NOTE!  If your extra credit features need gene data with particular information in it in order to show off your work (e.g. if you want those [key=value] pairs on more gene entries, or want duplicate names), you can add fake data easily by copying and modifying the records in the existing files.  Turn in your demo files with your code, and tell us how to try your features in your reports.

Explore ways to further optimize the edit distance calculation besides what's given in the hint above.  There may be some relatively simple improvements possible here.  (For a harder problem, consider how to optimize the comparison with one pattern all along a long sequence.  Even if all you want to do is check for an exact match, there are optimizations that range from somewhat scary to amazingly arcane.  See, for instance, Introduction to Algorithms, by Cormen, Leiserson, and Rivest -- look for the section on string matching.)

Give your application a GUI that lets the user enter a search pattern.  Display the results in the GUI.  Look at JTextArea for a widget that lets the user enter text, or lets you display it.  Its doc page has a link to the appropriate part of the Java tutorial.  (But see the important warning in the "Hints and notes" above.)

Show the areas in a gene that are good matches by displaying the whole gene sequence with the matches highlighted (e.g. in a different color, or bold, or with ^^^^ under it on the next line, etc., etc.).

Let the user restrict which genes to include a the search by specifying some gene names, etc.  If you interpreted and stored other info from the name line (e.g. the [key=value] pairs), you could let the user restrict their search by specifying a key and value.

Etc. etc.

Glossary

distance

A "distance" is a special kind of measure of how different things are, that obeys the "triangle inequality".  This says that the distance from A to B plus the distance from B to C is always at least as much as the distance from A to C.  We won't need to use this property here, but wanted to let you know why measures of difference are sometimes called distances...

genome

The complete set of genes that a species has.

What to Turn In

Use this online turnin form to turn in the Java source files that make up your project, including any JUnit tests.
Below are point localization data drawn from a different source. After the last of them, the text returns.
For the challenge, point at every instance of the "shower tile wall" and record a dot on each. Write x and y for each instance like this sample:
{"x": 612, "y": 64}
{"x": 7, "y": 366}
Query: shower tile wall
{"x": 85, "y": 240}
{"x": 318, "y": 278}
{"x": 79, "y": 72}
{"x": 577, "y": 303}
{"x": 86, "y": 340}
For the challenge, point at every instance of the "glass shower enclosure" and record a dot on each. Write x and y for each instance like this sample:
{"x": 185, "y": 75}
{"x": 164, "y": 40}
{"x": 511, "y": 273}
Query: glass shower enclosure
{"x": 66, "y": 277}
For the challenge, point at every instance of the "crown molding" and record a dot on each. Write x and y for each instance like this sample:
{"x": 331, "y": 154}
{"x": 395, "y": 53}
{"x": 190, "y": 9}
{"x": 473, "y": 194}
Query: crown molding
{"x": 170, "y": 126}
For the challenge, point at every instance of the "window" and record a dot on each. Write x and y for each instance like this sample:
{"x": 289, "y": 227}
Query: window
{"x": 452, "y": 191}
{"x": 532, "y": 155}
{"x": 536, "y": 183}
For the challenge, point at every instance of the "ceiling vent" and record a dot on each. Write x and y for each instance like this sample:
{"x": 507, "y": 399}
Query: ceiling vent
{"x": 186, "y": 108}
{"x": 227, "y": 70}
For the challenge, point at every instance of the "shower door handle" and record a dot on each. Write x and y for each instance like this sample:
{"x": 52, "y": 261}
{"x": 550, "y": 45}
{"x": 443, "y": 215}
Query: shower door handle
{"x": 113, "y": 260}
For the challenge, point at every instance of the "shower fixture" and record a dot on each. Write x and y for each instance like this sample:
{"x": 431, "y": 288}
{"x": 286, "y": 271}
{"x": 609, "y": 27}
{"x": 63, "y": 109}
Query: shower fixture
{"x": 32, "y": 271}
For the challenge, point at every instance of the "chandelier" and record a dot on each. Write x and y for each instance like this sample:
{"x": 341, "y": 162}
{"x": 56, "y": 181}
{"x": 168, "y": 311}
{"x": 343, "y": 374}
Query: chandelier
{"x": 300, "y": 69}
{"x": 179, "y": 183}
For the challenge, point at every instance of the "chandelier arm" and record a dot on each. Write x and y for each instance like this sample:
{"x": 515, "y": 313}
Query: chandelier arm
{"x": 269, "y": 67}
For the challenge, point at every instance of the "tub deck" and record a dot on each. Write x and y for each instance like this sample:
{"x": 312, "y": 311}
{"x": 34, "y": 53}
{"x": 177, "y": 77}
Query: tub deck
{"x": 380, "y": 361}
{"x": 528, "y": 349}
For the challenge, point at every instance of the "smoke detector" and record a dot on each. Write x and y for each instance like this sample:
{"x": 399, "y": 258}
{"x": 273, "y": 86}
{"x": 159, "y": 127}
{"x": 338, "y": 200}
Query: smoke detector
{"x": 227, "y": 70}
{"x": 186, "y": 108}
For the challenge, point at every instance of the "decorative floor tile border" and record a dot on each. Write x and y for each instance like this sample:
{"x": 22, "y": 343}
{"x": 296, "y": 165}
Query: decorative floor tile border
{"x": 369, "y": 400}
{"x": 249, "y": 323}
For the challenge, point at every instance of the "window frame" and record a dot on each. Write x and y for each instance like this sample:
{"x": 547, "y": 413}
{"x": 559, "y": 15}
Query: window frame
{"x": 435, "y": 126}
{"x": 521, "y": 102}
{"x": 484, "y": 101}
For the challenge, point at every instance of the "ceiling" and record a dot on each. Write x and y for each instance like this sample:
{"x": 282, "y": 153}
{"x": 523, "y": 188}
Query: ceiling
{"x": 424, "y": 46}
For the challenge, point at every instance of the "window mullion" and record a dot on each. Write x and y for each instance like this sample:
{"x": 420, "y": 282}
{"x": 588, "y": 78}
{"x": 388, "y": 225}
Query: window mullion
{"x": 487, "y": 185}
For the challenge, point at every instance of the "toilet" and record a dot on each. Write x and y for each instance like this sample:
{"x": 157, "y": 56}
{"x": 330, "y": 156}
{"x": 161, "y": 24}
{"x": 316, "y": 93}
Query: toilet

If your project uses any other files, such as images, turn those in also. If you have many files, including things like images, you can bundle them into an archive file (zip, jar, or tar) and turn that in. Multiple turnins are fine and highly recommended if you are planning to add extra credit features. Once you've got something that meets the basic requirements, turn that in. Then if you add to your project, turn in the extended version(s) later - we'll grade the last one you turn in.

Caution!  Several otherwise very nice projects on the project 1 failed to compile because they defined packages, but didn't have the directories to go with them.  This is causing your TAs grief.  Please consider whether you need to put your classes in packages at all -- that is usually for very large projects with zillions of classes.  If you really want to use packages, please contact your TA to find out how to make an archive of your classes and directories that will compile successfully.

Eclipse users:  If you're using eclipse projects, please don't turn those in.  Instead, make sure your code compiles without eclipse, and turn in your files either individually or in one of the types of archive files that the turnin server supports.